As ramificações do comércio espalham-se em todas as direções, e parte da luta
pela existência assume a forma de uma competição bruta, que busca adiantar-se
aos outros e ser o primeiro do mercado a comprar ou vender. Em um mundo no qual
a mente comum está sendo submetida à firme pressão da persuasão em tons e vozes
de toda altura e nuance concebíveis, cada apelo a uma forma ou outra de
autogratificação e auto interesse, consideração pelo bem-estar e pela
felicidade dos outros, assume um lugar estritamente subordinado e cada vez mais
insignificante. O INTERESSE HUMANO não é algo que possa ser manufaturado, mas
deve crescer naturalmente no solo daquelas experiências pessoais vivas e nos
relacionamentos pessoa a pessoa, a partir dos quais surgem suas apreensões e
realizações espontâneas. O indivíduo, por mais limitada que seja sua
capacidade, tem de pensar e sentir-se separado da massa, de modo que seu
verdadeiro interesse possa realmente corresponder AO INTERESSE HUMANO. É sobre
esse interesse - quando evidencia uma capacidade de auto busca e preocupação
para com os outros e reflete a pujança das emoções que surgem a partir dos
relacionamentos pessoais íntimos, e do sentimento de dor e humilhação do outro,
pelo menos momentaneamente, como se fossem próprios - que os mestres da
literatura sempre amaram descrever e discorrer longamente. A vida moderna, com
seu ritmo frenético, dá pouco tempo para se penetrar os estados emocional e
mental das outras pessoas, exceto da maneira mais casual e superficial. Quando
aceleramos nossos carros de grande potência, seja a negócio ou por diversão,
com a intenção de transformar cada momento em alguma vantagem imaginada,
sobra-nos pouco tempo para inquirirmos quanto às causas de algum acidente pelo
qual possamos passar, ou para pensar seriamente a respeito de oferecer ajuda.
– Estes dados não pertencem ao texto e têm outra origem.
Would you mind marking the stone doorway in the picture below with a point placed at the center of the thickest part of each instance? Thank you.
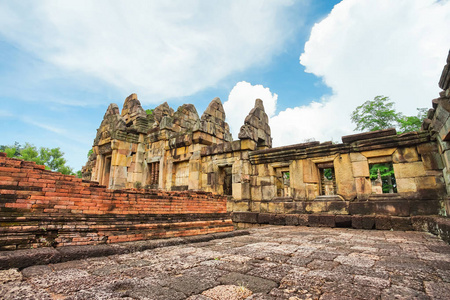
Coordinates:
(106, 171)
(225, 180)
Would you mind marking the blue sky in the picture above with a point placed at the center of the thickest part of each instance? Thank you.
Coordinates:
(312, 62)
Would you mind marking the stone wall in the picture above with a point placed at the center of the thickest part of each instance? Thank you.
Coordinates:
(437, 124)
(177, 150)
(44, 208)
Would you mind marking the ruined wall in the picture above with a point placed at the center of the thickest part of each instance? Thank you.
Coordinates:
(418, 174)
(178, 151)
(44, 208)
(438, 125)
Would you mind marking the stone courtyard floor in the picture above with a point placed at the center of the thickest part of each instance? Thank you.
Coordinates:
(270, 263)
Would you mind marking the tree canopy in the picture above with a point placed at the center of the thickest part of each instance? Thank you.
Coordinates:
(52, 159)
(380, 113)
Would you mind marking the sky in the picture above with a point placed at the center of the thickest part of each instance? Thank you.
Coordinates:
(312, 62)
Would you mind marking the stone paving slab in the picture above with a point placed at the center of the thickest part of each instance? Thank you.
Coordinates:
(271, 263)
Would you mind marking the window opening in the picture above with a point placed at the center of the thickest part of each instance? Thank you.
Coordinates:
(327, 180)
(225, 174)
(383, 178)
(106, 171)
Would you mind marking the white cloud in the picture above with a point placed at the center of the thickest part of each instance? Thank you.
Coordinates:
(158, 49)
(242, 99)
(364, 49)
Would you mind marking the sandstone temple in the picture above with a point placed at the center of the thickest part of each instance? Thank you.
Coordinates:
(179, 150)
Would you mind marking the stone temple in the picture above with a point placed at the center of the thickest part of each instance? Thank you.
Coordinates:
(179, 150)
(174, 174)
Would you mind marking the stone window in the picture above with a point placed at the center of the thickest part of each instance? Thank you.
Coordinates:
(153, 175)
(282, 181)
(181, 176)
(225, 180)
(327, 179)
(383, 178)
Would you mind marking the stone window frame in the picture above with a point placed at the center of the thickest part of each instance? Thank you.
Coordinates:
(219, 164)
(323, 166)
(318, 161)
(277, 170)
(153, 167)
(381, 160)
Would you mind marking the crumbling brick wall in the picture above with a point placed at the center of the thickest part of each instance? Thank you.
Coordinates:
(43, 208)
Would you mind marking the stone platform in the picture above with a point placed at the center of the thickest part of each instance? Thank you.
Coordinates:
(270, 263)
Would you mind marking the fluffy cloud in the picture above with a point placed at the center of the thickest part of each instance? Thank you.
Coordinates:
(159, 49)
(364, 49)
(242, 99)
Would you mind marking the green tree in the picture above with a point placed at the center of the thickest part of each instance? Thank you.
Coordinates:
(380, 113)
(376, 114)
(387, 175)
(53, 159)
(412, 123)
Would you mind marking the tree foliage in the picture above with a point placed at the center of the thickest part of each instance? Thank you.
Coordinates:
(380, 113)
(376, 114)
(52, 159)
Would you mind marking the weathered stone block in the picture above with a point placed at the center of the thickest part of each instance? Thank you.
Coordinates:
(403, 155)
(268, 192)
(363, 187)
(312, 191)
(344, 177)
(279, 219)
(337, 207)
(427, 207)
(426, 182)
(432, 161)
(241, 205)
(256, 193)
(255, 206)
(310, 172)
(248, 144)
(357, 222)
(327, 221)
(290, 207)
(276, 207)
(314, 220)
(383, 222)
(357, 157)
(360, 169)
(427, 148)
(406, 185)
(264, 207)
(386, 152)
(265, 218)
(316, 206)
(303, 220)
(368, 222)
(401, 223)
(245, 217)
(368, 135)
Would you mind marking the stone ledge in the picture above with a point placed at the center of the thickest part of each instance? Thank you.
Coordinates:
(25, 258)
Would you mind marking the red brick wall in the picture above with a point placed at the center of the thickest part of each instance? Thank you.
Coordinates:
(43, 208)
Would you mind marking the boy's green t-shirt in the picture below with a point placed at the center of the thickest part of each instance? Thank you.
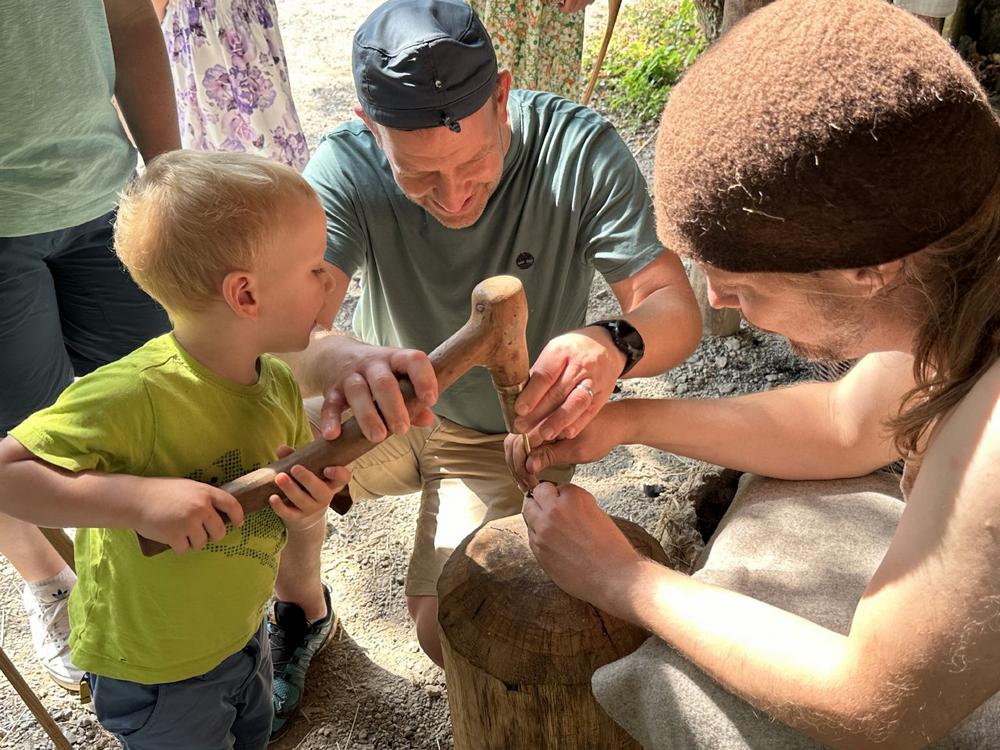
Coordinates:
(159, 413)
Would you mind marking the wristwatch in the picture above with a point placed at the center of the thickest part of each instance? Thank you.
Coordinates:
(626, 339)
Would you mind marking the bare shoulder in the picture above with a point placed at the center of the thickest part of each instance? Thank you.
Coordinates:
(931, 615)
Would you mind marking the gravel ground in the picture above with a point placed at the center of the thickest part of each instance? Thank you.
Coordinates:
(372, 688)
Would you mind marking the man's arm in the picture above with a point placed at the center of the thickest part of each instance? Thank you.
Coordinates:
(923, 649)
(179, 512)
(804, 431)
(364, 378)
(143, 87)
(659, 303)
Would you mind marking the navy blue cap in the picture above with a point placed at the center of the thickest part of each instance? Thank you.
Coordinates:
(422, 63)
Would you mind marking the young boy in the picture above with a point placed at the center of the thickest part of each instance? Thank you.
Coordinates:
(232, 246)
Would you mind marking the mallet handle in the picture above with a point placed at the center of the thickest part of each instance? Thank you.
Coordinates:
(493, 337)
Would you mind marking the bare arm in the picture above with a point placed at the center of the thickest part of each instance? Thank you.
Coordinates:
(160, 8)
(659, 303)
(805, 431)
(178, 512)
(364, 378)
(924, 645)
(143, 87)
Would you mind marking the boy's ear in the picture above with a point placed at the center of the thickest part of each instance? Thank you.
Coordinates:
(239, 290)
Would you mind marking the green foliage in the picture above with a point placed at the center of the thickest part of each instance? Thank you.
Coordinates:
(653, 44)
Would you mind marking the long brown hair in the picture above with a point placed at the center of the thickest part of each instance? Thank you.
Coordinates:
(958, 333)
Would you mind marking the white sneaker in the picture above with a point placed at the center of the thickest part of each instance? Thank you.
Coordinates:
(48, 615)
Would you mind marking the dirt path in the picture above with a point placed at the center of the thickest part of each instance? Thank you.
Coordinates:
(372, 689)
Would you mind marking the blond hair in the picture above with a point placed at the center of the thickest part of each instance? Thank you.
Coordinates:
(192, 217)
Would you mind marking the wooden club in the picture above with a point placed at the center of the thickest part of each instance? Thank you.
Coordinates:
(493, 337)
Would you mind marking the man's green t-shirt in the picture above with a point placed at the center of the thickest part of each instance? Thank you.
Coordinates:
(571, 200)
(64, 155)
(159, 413)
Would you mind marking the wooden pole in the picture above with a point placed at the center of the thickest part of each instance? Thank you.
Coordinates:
(613, 7)
(714, 322)
(33, 703)
(519, 652)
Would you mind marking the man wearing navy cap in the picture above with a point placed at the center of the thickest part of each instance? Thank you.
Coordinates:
(447, 178)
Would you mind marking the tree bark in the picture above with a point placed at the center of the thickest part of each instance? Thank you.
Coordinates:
(519, 652)
(983, 25)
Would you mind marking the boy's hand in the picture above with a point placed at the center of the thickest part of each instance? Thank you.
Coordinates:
(184, 513)
(308, 495)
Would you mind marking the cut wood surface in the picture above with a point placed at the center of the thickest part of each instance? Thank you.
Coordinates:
(520, 652)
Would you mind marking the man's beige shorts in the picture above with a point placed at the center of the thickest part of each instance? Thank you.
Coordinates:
(463, 480)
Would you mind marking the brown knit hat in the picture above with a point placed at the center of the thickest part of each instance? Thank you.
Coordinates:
(819, 135)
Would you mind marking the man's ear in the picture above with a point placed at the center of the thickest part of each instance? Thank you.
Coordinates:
(239, 290)
(874, 279)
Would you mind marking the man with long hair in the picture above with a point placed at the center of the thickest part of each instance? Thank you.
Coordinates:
(846, 196)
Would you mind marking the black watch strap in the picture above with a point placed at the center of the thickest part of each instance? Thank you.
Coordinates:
(628, 340)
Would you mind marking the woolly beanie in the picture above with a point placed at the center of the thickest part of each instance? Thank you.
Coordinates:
(822, 135)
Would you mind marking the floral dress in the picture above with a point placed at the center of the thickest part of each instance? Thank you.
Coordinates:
(540, 45)
(231, 80)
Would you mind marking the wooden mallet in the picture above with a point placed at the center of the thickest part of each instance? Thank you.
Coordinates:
(493, 337)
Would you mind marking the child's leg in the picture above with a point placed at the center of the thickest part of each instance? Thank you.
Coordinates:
(227, 708)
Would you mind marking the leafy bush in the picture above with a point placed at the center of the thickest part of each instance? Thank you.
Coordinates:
(653, 44)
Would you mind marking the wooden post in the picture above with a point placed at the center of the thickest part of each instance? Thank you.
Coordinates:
(519, 652)
(714, 322)
(736, 10)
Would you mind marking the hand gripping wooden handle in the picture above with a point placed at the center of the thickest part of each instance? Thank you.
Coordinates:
(493, 337)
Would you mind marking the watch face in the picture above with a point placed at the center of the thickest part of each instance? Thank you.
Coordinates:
(628, 340)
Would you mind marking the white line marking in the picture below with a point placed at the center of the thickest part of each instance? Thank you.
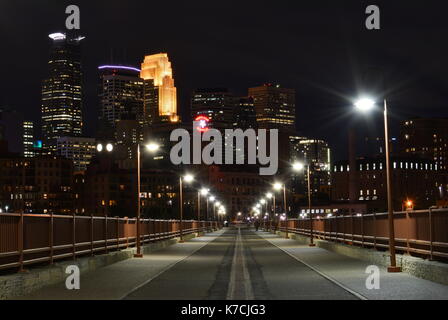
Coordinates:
(356, 294)
(239, 274)
(169, 267)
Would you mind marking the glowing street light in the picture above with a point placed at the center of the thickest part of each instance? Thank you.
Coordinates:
(279, 186)
(188, 178)
(154, 148)
(365, 105)
(299, 166)
(203, 192)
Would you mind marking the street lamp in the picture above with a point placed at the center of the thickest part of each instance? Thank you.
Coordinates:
(202, 192)
(279, 186)
(365, 105)
(188, 178)
(298, 166)
(152, 147)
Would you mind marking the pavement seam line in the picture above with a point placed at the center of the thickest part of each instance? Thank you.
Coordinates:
(168, 268)
(239, 256)
(356, 294)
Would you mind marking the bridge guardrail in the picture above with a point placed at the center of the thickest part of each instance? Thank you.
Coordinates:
(28, 239)
(422, 233)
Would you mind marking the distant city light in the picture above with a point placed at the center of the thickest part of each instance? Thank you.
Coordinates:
(365, 104)
(57, 36)
(203, 123)
(118, 67)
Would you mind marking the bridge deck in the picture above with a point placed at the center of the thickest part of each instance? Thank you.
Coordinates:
(241, 264)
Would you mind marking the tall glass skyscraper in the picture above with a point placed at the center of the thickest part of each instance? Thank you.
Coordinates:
(62, 91)
(121, 94)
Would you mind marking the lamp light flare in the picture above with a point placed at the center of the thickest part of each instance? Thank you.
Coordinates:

Também não sentimos a necessidade de nos dar ao trabalho de parar um ato de
crueldade que poderia impor-se à nossa visão. Tudo que precisamos fazer para
enganar nossa consciência (se ela for de algum modo sensível) é passar a
informação para alguma organização que exista para esse fim, ou para o policial
mais próximo que pode ou não ter tempo e inclinação para tomar conhecimento. O
INTERESSE HUMANO desaparece progressivamente à medida que encontramos as razões
convenientes para nos esquivar de nossas responsabilidades. Com o aumento do
conhecimento, suas implicações são cada vez mais numerosas, e existe um aumento
no número de especialistas em cada departamento de estudo e ação. O interesse
de cada um deles está em seu próprio campo limitado, em seu próprio jargão
particular, e ele olha para tudo de seu ponto de vista especial e relativo.
Mesmo quando tenta compreender o homem à luz da moderna psicologia, ele assim o
faz com uma teoria ou técnica na qual certos elementos têm sido exagerados em
detrimento de outros. Quanto mais há de técnica, especialização e análise,
menos há daquela visão total na qual jaz a compreensão humana somente. Essa
visão total só é possível para alguém cujo interesse esteja no ser humano como
ser humano, em estudá-lo como ele é, e que busque compreendê-lo em todos os
seus aspectos. O INTERESSE HUMANO é um elixir precioso do qual uma pequena gota
pode ir longe. É preciso tanto nutrir o relacionamento quanto das às atividades
práticas um fim edificante, sem o qual se pode fracassar. Apesar de todas as
máquinas que foram inventadas e das formas científicas descobertas, O HOMEM NÃO
CONSEGUE SER FELIZ SEM AMAR SEU PRÓXIMO E EVOCAR UM INTERESSE RECÍPROCO. Entre
as inúmeras medidas propostas para a melhoria do homem ainda é tão difícil -
como sempre foi - abordar o problema humano de maneira simplista e sem algum
elemento de auto interesse ou auto serviço. Livro O Interesse Humano. Abraço.